A aquella casa del barrio obrero con la que soñaba es adonde Marcela irá cuando llegue el micro al andén 56. Las salidas transitorias tienen para ella un costado filoso que corta los hilos que ayudaron a cicatrizar la herida de los años perdidos. “Es que me doy cuenta de que no sé qué voy a hacer, que me arruiné, le fallé a mi hija. No estuve con ella para su primera menstruación, ni para la comunión, ni ahora mismo que salió primera escolta de la bandera. Además yo sé que mi hermana es buena y es una suerte que se haya quedado con mi casa, ¿pero yo de qué voy a trabajar, si todo mi peculio me lo gasto en viajar a San Martín? Gasto 120 por mes para cumplir con las salidas.”
Es una mujer dura, fuerte, lo era antes de sus años de detención. Si decidió abortar fue porque había diseñado un futuro para ella y para su hija, y tenía miedo de que se lo expropiaran. “Porque el padre de la criatura me quería mucho, qué sé yo, demasiado me parecía a mí. Y si yo lo tenía, iba a querer compartir el techo; yo no estaba para eso. Yo no quería eso, por eso cuando vi que el tiempo pasaba dije no, no lo quiero tener, voy a hacer cualquier cosa, pero no lo voy a tener.” Ni siquiera quiso consultarlo con alguien más, ni una amiga, ni su hermana. “Los cambios rotundos una tiene que hacerlos sola, porque si no después decís ‘por qué no habré hecho lo que ella me dijo, o por qué le hice caso’.”
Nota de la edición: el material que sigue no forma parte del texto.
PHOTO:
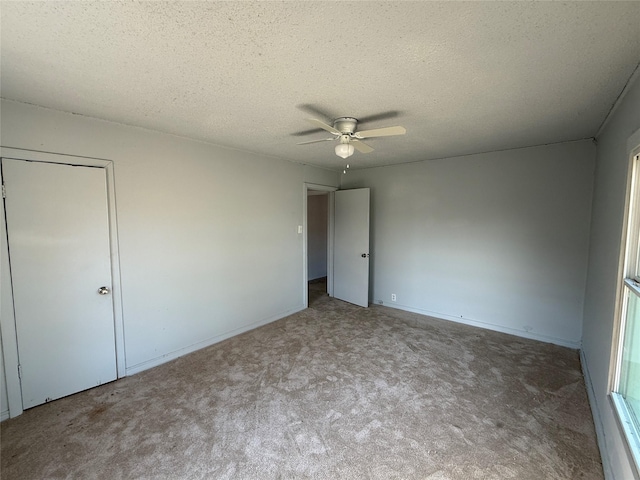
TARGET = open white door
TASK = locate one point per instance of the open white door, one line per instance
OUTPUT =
(351, 248)
(58, 231)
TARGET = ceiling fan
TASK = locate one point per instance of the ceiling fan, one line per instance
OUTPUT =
(344, 130)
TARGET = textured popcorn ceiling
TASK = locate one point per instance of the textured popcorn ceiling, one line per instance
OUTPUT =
(462, 77)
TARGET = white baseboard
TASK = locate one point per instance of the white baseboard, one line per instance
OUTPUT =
(597, 420)
(489, 326)
(154, 362)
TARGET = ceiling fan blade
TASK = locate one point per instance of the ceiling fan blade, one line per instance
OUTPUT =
(316, 111)
(316, 141)
(361, 146)
(324, 126)
(381, 132)
(380, 116)
(303, 133)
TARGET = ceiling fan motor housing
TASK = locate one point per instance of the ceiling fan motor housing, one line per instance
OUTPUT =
(345, 125)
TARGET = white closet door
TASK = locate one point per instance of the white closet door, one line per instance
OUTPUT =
(58, 232)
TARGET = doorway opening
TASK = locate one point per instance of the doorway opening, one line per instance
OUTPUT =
(317, 243)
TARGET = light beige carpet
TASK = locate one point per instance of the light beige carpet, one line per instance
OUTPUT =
(333, 392)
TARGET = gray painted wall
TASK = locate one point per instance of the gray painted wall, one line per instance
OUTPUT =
(601, 289)
(317, 218)
(498, 239)
(208, 236)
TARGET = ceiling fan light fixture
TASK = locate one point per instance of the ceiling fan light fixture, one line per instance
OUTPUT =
(344, 150)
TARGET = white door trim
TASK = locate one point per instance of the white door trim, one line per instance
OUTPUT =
(305, 262)
(7, 320)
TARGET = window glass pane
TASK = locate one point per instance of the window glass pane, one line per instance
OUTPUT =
(630, 367)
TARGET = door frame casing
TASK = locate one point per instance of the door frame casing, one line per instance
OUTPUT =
(305, 247)
(8, 321)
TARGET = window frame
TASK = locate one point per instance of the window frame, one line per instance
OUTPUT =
(628, 284)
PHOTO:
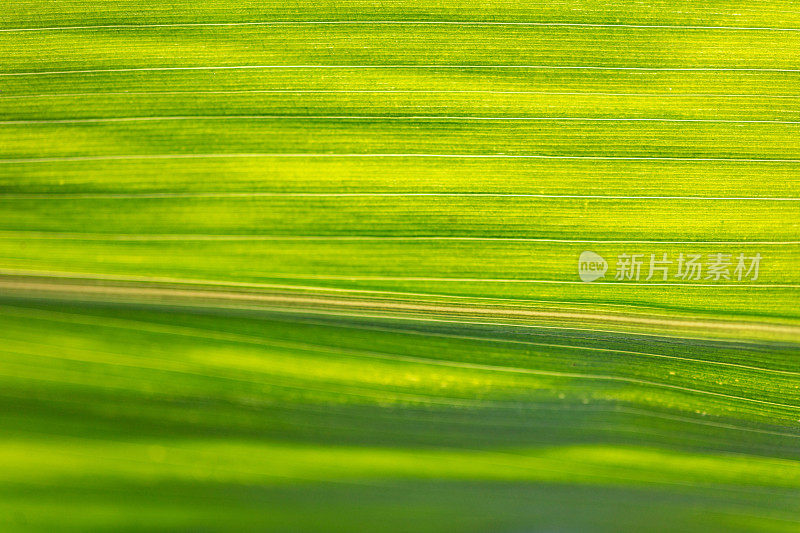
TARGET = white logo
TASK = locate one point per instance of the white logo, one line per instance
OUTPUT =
(591, 266)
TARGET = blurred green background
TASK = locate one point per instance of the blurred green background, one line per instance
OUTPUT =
(284, 266)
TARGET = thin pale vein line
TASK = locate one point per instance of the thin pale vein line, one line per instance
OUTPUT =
(403, 23)
(407, 66)
(156, 195)
(45, 235)
(391, 155)
(100, 120)
(394, 91)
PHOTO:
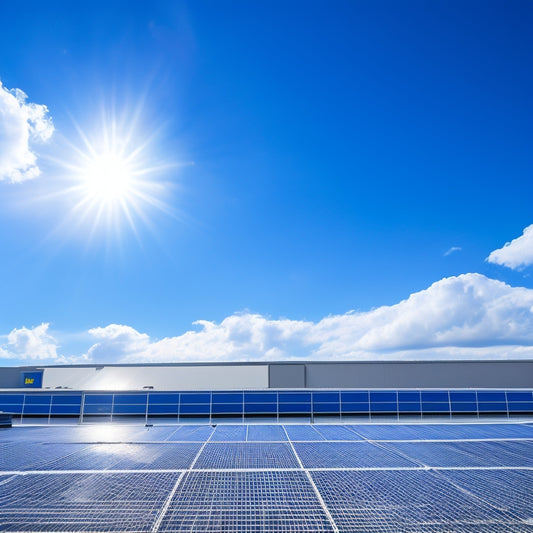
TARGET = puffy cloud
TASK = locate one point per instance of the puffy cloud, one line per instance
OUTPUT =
(468, 316)
(464, 317)
(21, 125)
(452, 250)
(516, 254)
(30, 344)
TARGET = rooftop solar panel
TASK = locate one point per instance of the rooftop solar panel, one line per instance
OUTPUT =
(511, 490)
(266, 433)
(171, 456)
(407, 501)
(83, 502)
(302, 432)
(337, 432)
(245, 501)
(229, 433)
(247, 455)
(199, 433)
(34, 456)
(284, 478)
(349, 455)
(467, 453)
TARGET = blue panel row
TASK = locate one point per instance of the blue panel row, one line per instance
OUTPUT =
(270, 403)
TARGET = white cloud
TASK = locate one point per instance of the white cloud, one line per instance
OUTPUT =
(30, 344)
(452, 250)
(464, 317)
(468, 316)
(516, 254)
(21, 125)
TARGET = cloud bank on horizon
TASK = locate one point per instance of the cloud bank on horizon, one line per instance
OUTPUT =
(516, 254)
(22, 124)
(467, 316)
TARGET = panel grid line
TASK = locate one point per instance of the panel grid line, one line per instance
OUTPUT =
(315, 488)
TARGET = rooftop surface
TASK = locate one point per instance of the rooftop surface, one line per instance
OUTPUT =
(460, 477)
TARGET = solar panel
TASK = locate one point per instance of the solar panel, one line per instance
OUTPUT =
(197, 433)
(34, 456)
(229, 433)
(247, 455)
(171, 456)
(444, 431)
(349, 455)
(467, 453)
(266, 433)
(268, 478)
(337, 432)
(84, 502)
(511, 490)
(245, 501)
(407, 501)
(303, 432)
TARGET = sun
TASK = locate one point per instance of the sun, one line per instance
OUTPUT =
(116, 178)
(108, 178)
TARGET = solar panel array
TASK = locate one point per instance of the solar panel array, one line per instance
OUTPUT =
(475, 477)
(271, 404)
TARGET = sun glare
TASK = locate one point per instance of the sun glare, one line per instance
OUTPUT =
(108, 178)
(115, 177)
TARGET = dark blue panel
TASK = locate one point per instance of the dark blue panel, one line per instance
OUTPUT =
(96, 409)
(409, 407)
(14, 408)
(172, 398)
(260, 397)
(434, 396)
(383, 407)
(130, 399)
(32, 379)
(327, 407)
(515, 407)
(36, 409)
(409, 396)
(352, 407)
(227, 408)
(129, 409)
(98, 399)
(264, 408)
(491, 396)
(294, 397)
(435, 407)
(11, 399)
(227, 397)
(514, 396)
(325, 397)
(382, 396)
(195, 397)
(464, 407)
(354, 397)
(162, 409)
(297, 408)
(65, 410)
(191, 409)
(66, 399)
(463, 396)
(38, 399)
(492, 406)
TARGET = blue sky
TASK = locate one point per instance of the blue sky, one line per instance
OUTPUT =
(304, 179)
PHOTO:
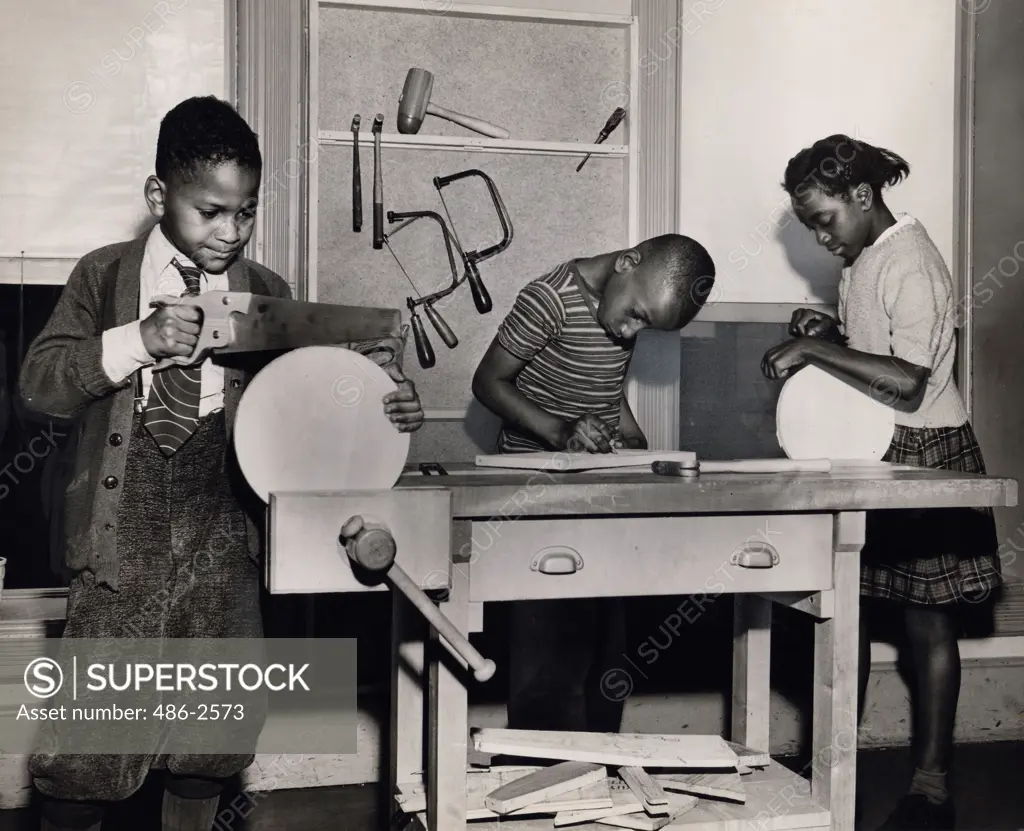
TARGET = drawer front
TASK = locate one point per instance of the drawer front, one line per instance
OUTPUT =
(547, 559)
(305, 556)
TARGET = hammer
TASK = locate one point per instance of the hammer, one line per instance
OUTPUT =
(415, 103)
(372, 547)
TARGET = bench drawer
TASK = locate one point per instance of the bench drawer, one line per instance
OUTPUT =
(537, 559)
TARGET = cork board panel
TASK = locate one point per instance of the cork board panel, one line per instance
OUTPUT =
(556, 214)
(540, 81)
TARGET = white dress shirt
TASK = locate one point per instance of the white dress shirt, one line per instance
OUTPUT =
(124, 351)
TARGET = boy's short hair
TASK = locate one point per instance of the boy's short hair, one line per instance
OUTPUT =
(204, 132)
(684, 266)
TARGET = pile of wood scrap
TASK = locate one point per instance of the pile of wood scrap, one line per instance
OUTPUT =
(623, 780)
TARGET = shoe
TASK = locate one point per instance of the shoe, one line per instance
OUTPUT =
(915, 813)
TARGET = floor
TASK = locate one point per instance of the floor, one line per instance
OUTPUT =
(987, 788)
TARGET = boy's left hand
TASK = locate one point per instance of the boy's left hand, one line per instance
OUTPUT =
(781, 361)
(402, 406)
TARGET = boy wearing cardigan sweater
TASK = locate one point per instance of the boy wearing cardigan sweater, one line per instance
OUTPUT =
(157, 508)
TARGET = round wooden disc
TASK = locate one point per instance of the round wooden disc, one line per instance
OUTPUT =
(313, 420)
(819, 416)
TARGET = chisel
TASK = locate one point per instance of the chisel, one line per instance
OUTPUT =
(378, 184)
(606, 131)
(356, 178)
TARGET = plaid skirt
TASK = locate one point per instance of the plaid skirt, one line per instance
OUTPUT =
(933, 556)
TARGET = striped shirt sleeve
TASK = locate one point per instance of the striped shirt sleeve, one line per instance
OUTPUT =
(536, 318)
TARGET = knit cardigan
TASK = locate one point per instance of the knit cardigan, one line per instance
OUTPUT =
(62, 377)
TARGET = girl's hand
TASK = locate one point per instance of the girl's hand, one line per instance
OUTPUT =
(402, 406)
(781, 361)
(811, 323)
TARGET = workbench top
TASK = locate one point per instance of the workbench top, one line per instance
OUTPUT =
(489, 492)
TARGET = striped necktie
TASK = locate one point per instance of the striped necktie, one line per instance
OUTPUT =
(172, 409)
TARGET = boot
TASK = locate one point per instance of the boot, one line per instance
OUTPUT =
(182, 814)
(67, 816)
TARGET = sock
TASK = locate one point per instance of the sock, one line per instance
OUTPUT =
(180, 814)
(48, 826)
(931, 784)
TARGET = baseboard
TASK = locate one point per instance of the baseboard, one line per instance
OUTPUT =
(991, 701)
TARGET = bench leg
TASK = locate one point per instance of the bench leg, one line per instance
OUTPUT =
(448, 705)
(834, 768)
(751, 671)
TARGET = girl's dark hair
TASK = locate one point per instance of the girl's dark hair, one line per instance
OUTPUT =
(838, 163)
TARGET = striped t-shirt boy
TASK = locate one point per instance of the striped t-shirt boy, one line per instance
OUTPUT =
(573, 367)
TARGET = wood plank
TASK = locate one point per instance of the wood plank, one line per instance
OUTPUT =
(544, 784)
(479, 783)
(679, 804)
(477, 494)
(649, 750)
(777, 799)
(623, 801)
(557, 461)
(749, 756)
(724, 786)
(639, 781)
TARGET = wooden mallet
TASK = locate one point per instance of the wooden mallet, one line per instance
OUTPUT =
(415, 103)
(373, 548)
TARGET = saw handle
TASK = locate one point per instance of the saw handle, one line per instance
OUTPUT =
(373, 548)
(217, 308)
(481, 299)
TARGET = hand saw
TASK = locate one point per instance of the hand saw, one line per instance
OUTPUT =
(242, 321)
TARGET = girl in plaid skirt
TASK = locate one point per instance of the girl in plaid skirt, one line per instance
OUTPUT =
(896, 334)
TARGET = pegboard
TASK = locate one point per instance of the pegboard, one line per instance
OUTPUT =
(556, 214)
(551, 81)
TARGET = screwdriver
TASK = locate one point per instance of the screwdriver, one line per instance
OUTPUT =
(606, 131)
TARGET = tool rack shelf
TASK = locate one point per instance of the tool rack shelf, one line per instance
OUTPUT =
(468, 143)
(324, 134)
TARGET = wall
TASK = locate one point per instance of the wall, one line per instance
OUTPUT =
(998, 252)
(83, 87)
(762, 80)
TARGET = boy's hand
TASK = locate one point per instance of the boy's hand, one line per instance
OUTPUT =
(402, 406)
(587, 434)
(781, 361)
(172, 331)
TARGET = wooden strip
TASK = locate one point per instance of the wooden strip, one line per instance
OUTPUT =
(679, 804)
(639, 781)
(642, 749)
(623, 801)
(543, 784)
(723, 786)
(596, 796)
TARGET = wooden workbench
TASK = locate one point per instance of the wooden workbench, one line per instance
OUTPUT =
(492, 534)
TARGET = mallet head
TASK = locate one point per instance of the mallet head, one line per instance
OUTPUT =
(414, 100)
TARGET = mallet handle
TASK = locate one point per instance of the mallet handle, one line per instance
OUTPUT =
(482, 667)
(477, 125)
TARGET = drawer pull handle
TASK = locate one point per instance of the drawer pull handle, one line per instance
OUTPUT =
(755, 555)
(556, 560)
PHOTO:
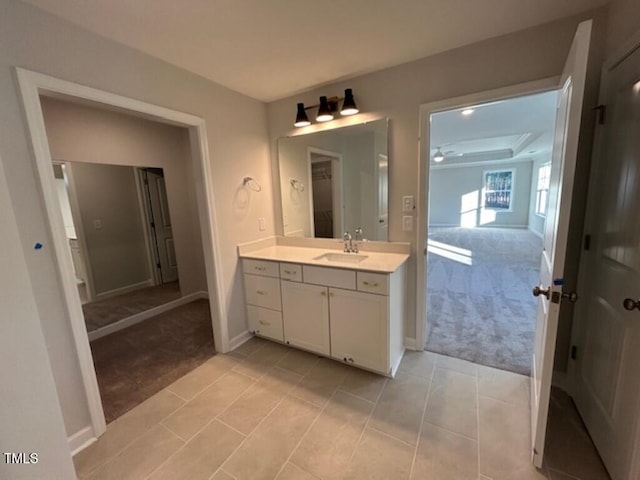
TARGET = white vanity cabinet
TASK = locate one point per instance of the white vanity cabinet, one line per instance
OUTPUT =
(354, 316)
(305, 314)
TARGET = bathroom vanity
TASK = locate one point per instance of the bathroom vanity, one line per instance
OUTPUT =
(309, 294)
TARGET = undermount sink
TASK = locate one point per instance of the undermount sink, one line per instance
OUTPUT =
(342, 257)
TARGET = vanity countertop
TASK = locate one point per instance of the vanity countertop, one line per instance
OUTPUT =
(382, 262)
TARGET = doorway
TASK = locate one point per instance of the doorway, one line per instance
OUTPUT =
(32, 85)
(486, 213)
(325, 180)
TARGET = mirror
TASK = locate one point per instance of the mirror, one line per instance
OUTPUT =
(336, 181)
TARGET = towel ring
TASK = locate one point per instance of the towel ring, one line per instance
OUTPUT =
(252, 183)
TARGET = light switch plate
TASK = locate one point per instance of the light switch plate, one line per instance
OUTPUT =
(408, 204)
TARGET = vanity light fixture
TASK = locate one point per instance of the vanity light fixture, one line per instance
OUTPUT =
(438, 156)
(327, 108)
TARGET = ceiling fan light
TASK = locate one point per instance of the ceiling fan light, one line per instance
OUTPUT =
(349, 105)
(324, 111)
(301, 117)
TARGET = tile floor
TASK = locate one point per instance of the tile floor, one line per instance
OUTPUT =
(270, 412)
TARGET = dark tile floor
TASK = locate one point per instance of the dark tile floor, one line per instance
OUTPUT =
(137, 362)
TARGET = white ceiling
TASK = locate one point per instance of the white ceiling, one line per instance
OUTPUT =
(271, 49)
(509, 130)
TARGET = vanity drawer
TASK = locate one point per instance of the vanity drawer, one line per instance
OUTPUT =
(291, 271)
(373, 283)
(265, 322)
(260, 267)
(263, 291)
(330, 277)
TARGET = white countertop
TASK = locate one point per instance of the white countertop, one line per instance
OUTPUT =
(382, 262)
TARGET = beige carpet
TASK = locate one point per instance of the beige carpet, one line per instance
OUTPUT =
(139, 361)
(479, 302)
(100, 313)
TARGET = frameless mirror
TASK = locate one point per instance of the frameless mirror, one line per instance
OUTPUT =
(336, 181)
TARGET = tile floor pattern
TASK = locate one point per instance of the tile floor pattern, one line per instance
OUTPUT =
(266, 411)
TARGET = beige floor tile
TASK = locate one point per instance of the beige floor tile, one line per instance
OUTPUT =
(418, 363)
(266, 450)
(322, 380)
(452, 402)
(125, 430)
(328, 446)
(298, 361)
(553, 475)
(504, 439)
(443, 455)
(202, 455)
(252, 406)
(502, 385)
(222, 475)
(380, 457)
(456, 364)
(292, 472)
(197, 380)
(363, 384)
(141, 457)
(205, 406)
(400, 407)
(257, 364)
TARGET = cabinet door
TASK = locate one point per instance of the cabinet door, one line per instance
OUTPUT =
(359, 328)
(305, 316)
(265, 322)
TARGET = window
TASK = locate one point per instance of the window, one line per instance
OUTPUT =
(542, 190)
(497, 190)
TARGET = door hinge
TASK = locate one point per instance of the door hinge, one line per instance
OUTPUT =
(602, 113)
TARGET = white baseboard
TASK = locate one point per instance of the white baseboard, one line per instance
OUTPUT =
(238, 340)
(122, 290)
(410, 344)
(536, 233)
(139, 317)
(81, 440)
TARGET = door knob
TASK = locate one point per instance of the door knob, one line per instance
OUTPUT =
(537, 291)
(630, 304)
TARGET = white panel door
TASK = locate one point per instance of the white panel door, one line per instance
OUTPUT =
(359, 328)
(305, 315)
(605, 372)
(563, 164)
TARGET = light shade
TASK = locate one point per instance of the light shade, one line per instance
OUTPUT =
(438, 156)
(349, 104)
(301, 117)
(324, 111)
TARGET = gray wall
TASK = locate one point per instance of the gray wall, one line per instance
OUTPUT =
(448, 186)
(116, 252)
(236, 130)
(398, 92)
(80, 133)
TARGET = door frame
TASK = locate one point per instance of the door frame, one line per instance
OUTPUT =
(31, 85)
(336, 188)
(591, 211)
(422, 207)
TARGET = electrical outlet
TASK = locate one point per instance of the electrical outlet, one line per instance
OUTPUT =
(408, 204)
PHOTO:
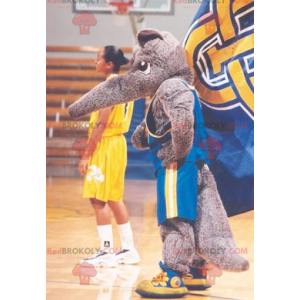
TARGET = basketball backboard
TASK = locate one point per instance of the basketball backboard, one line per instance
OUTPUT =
(139, 6)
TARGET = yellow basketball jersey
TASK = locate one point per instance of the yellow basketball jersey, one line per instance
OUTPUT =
(119, 118)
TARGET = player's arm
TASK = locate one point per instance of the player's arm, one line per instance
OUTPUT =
(95, 137)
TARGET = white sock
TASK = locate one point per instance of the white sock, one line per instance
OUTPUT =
(106, 236)
(126, 236)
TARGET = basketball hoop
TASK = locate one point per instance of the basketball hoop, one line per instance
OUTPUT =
(120, 12)
(122, 8)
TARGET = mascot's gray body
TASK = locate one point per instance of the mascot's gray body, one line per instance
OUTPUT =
(158, 67)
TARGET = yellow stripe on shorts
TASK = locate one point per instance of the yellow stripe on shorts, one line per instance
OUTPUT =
(171, 191)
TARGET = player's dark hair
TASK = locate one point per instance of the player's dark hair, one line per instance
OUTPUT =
(116, 56)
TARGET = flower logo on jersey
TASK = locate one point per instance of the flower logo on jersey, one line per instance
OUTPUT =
(95, 173)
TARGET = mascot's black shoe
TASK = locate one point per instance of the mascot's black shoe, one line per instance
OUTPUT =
(194, 280)
(167, 284)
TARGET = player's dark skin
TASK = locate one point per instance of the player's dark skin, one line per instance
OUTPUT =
(101, 208)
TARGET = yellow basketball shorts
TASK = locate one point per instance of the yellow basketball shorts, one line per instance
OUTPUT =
(104, 179)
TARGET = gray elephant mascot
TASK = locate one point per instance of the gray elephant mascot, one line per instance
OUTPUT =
(194, 227)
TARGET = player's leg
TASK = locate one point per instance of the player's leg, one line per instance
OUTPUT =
(104, 228)
(129, 254)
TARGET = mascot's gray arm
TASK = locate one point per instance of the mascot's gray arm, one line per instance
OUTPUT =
(178, 104)
(139, 139)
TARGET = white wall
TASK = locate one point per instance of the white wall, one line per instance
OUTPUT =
(61, 31)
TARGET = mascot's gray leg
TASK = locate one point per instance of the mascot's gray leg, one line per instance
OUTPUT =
(178, 244)
(213, 235)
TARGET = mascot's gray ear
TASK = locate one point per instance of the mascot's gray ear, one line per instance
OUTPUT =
(147, 35)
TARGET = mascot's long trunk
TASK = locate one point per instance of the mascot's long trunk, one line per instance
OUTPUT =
(117, 90)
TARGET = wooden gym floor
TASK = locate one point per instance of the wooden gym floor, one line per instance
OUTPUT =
(71, 224)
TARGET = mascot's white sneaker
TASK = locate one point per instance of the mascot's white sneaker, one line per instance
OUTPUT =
(128, 257)
(102, 259)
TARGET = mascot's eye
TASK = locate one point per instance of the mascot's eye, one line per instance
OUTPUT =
(144, 67)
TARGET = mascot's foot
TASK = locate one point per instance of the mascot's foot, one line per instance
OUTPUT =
(167, 284)
(195, 281)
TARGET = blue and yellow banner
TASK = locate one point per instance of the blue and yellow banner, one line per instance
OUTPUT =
(220, 48)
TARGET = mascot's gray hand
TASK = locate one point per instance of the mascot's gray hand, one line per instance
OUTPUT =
(167, 155)
(138, 139)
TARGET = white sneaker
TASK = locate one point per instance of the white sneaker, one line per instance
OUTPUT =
(101, 259)
(128, 257)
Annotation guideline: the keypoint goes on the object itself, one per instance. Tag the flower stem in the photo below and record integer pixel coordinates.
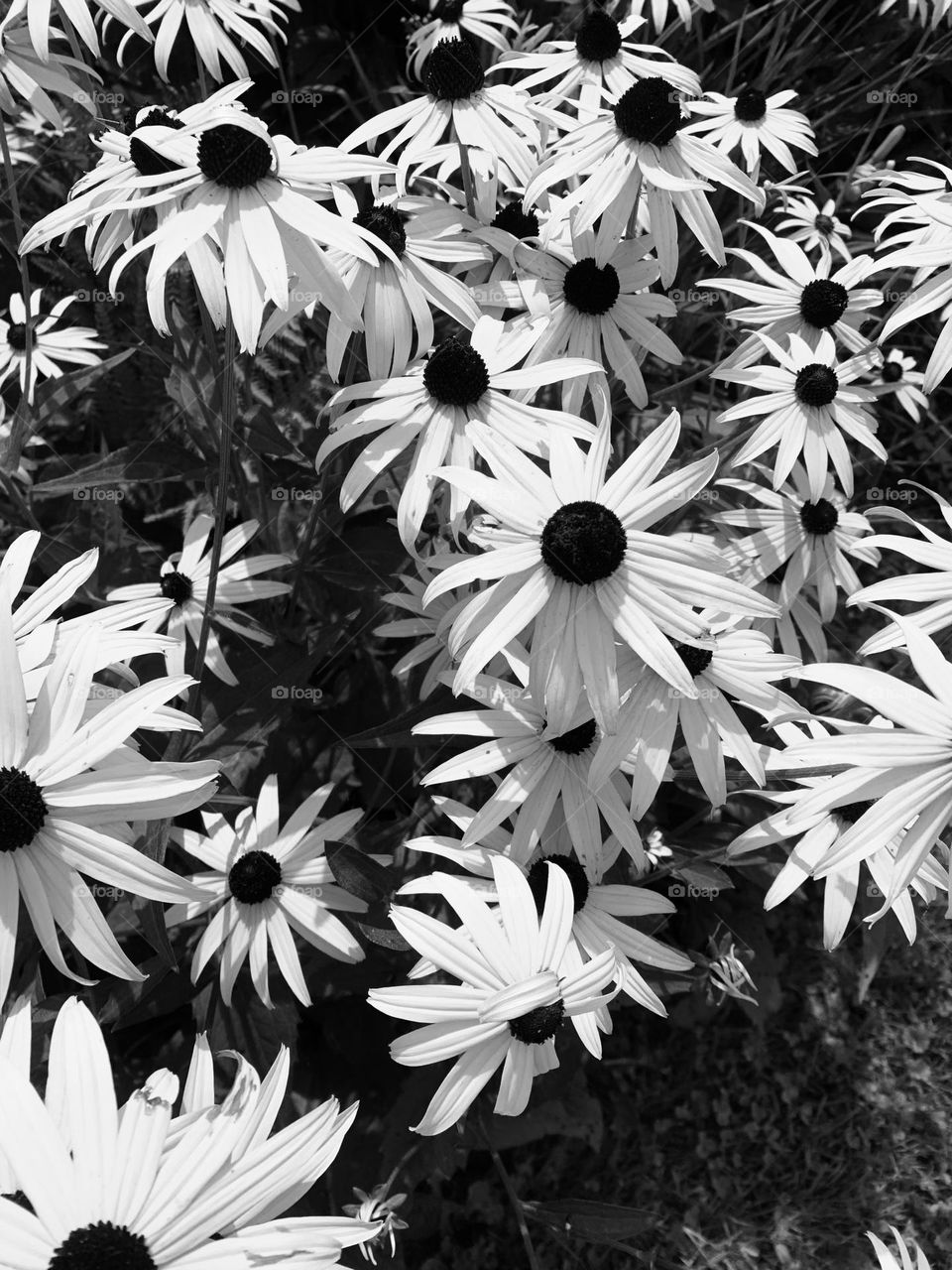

Aunque esa misma dureza de la que se hace cargo por momentos la convierta en víctima de sí misma, ahora que la libertad condicional es casi un hecho ella se anima a pedir ayuda: “Necesito lo mismo que todos, un trabajo. Y un psicólogo, para que me ayuden a entender”. Después calzará su mochila de jean sobre el hombro y correrá para atrapar el micro que la llevará con su hija. Antes de subir, se da vuelta y dice, sabiendo por esta cronista del Encuentro de Mujeres: “Bueno, ojalá que lo mío sirva para algo”.